In a school setting, the child should be able to take what they practice at home, and are learning in therapy, and be able to apply similar strategies in the school environment. This is where strong communication between school and home is vital. Parents should advise the teachers what works at home, and see what could be done in the classroom to help with learning, concentration and attention.

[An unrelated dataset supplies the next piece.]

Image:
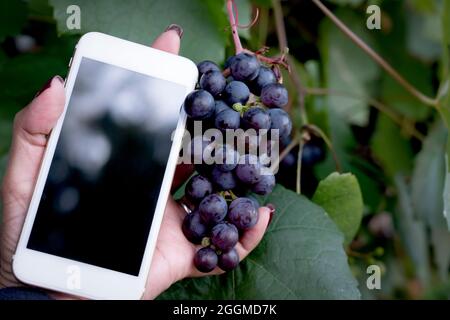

Some simple changes such as having the child sit in the front for work or circle time, positioning their work area away from the window or classroom door, using special recording devices for instruction or even allowing the use of noise reduction headphones are all ideal ways for the child to focus on the task at hand.
The most important outcome for children with SPD and auditory issues is instilling a positive and strong self-esteem. It is difficult enough for these children to try to be as successful as their peers seem to be when hurdles are at play. However, these children are more than able to achieve the same success. All they need are the right coping tools, the best-fitting strategies and the loving support and understanding of those around them.